Il rendering della piazza del teatro di Marsciano

«Una piazza rinnovata e come riplasmata da una scalinata inedita, che armoniosamente contralta con i laterizi classicheggianti della facciata del Teatro della Concordia a Marsciano, ed una ripavimentazione, che esalta il senso dello spazio, del paesaggio urbano e dell’umanità che lo abita, in una sintesi fra tradizione e avanguardia, che ha per obiettivo la valorizzazione dei tanti centri storici, per i quali l’Umbria è giustamente famosa in Italia e nel mondo»: è il progetto “Puc” (Piani urbani complessi, finanziati dalla Comunità europea attraverso i fondi strutturali Por-Fesr 2007-2013), che, come esempio di una progettazione di “seconda generazione” (dopo i numerosi che, negli anni scorsi, hanno mutato il volto dei centri storici umbri), è stato presentato alla facoltà di Ingegneria, di fronte ad una affollata platea di studenti, nel quadro delle attività didattiche dei corsi integrati e laboratorio di “Progettazione Digitale”, tenuti dal professor Paolo Belardi e dall’ingegner Simone Bori, nell’ambito del corso di laurea magistrale a ciclo unico in Ingegneria edile ed architettura.

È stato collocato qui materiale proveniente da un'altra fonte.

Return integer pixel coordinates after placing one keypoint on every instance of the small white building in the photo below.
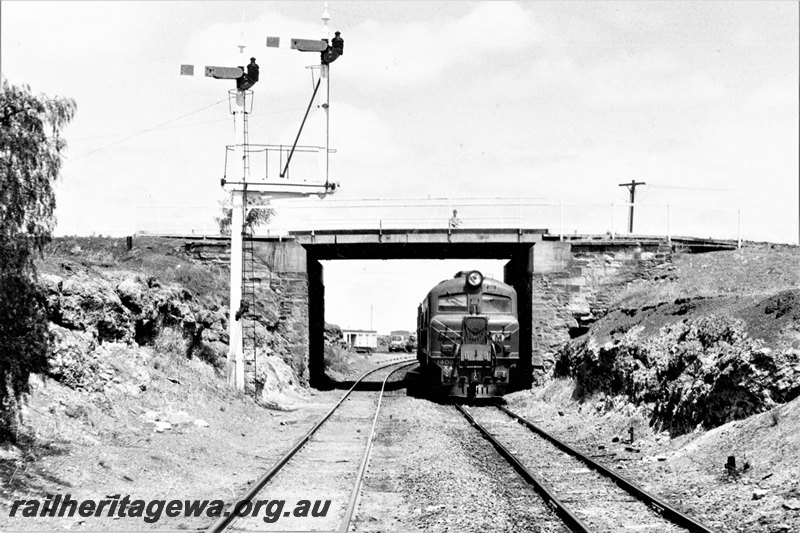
(362, 340)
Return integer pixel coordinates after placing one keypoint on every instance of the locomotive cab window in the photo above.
(453, 303)
(495, 303)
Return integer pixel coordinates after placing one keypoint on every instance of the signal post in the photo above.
(282, 187)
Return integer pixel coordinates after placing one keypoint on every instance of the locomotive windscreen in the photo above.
(453, 303)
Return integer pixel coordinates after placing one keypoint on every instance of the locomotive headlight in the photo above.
(475, 278)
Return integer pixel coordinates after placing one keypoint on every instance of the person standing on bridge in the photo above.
(454, 222)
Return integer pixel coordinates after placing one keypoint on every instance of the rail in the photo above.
(230, 516)
(662, 506)
(575, 524)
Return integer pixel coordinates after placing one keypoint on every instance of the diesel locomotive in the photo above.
(468, 337)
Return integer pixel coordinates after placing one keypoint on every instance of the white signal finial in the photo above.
(326, 32)
(241, 44)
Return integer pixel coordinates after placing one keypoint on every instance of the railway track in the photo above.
(587, 496)
(326, 464)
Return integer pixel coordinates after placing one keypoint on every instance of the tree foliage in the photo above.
(30, 162)
(255, 217)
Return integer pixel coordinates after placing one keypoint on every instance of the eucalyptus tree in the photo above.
(31, 150)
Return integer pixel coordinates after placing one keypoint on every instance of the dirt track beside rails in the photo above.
(431, 471)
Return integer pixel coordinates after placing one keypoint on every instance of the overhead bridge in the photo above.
(560, 283)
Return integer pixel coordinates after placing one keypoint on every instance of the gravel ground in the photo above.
(594, 498)
(431, 471)
(324, 470)
(687, 471)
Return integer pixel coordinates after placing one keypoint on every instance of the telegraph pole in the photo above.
(632, 190)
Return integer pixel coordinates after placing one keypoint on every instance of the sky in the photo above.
(554, 101)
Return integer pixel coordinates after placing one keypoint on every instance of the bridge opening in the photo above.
(368, 299)
(508, 258)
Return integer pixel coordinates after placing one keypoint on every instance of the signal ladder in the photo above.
(250, 315)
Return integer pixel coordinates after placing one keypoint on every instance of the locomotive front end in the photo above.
(474, 337)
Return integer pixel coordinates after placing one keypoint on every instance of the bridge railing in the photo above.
(559, 218)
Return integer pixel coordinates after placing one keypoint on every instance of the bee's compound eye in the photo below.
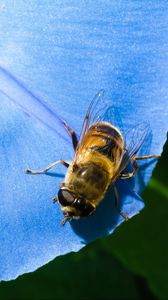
(80, 204)
(65, 197)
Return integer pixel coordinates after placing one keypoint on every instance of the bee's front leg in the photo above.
(30, 171)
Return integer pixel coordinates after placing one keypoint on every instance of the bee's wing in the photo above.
(93, 113)
(15, 90)
(99, 110)
(134, 140)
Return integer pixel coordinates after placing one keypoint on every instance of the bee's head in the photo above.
(73, 206)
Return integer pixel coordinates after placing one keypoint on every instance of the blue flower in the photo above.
(65, 53)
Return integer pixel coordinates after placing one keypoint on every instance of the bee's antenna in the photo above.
(65, 219)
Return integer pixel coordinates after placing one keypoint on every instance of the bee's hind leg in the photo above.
(135, 165)
(30, 171)
(116, 198)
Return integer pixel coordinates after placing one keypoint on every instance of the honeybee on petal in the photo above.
(101, 157)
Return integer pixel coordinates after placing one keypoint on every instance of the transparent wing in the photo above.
(16, 91)
(100, 110)
(134, 139)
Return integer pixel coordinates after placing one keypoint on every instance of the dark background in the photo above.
(132, 263)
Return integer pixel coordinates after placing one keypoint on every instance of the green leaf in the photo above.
(90, 274)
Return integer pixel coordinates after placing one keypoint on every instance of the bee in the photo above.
(101, 157)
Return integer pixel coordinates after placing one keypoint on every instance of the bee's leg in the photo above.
(135, 165)
(129, 175)
(30, 171)
(146, 156)
(116, 197)
(72, 134)
(65, 219)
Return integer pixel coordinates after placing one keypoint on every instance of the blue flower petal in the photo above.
(66, 52)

Il dibattito È stato uno scambio vivace di idee e di opinioni, fra l’interessato pubblico di studenti, i docenti della facoltà e i responsabili della programmazione comunitaria, che ha fatto uscire la progettazione dei “Puc” dall’ambito necessariamente ristretto degli addetti ai lavori, per trasformarlo in un dibattito aperto con chi sarà responsabile delle future «generazioni di programmazione». Sono stati la dottoressa Alessandra Antognelli della società “Cesar”, l’ingegner Giuliana Mancini della Regione Umbria e, soprattutto per quanto riguarda gli aspetti legati alla comunicazione del “Por Fesr”, la dottoressa Valeria Covarelli, ad illustrare finalità e modalità attuative dei fondi strutturali europei, con particolare riferimento al tema in discussione, i Piani Urbani Complessi, i “Puc” di “seconda generazione”, così definiti, rispetto alla prima fase, per una maggiore attenzione alle soluzioni di avanguardia ai problemi urbanistici dei centri storici e alla valenza sociale del loro utilizzo da parte di cittadini e visitatori. Il “Progetto-Marsciano”, esemplificativo della nuova fase dei “Puc”, è stato illustrato dagli architetti Emanuele Tini e Andrea Spiccallunto, rappresentanti di un gruppo di professionisti incaricato della ideazione e dell’esecuzione di un intervento destinato a riqualificare spazi pubblici pedonali e carrabili nella cittadina umbra, in particolare in via Marconi e nello spazio adiacente al teatro della Concordia.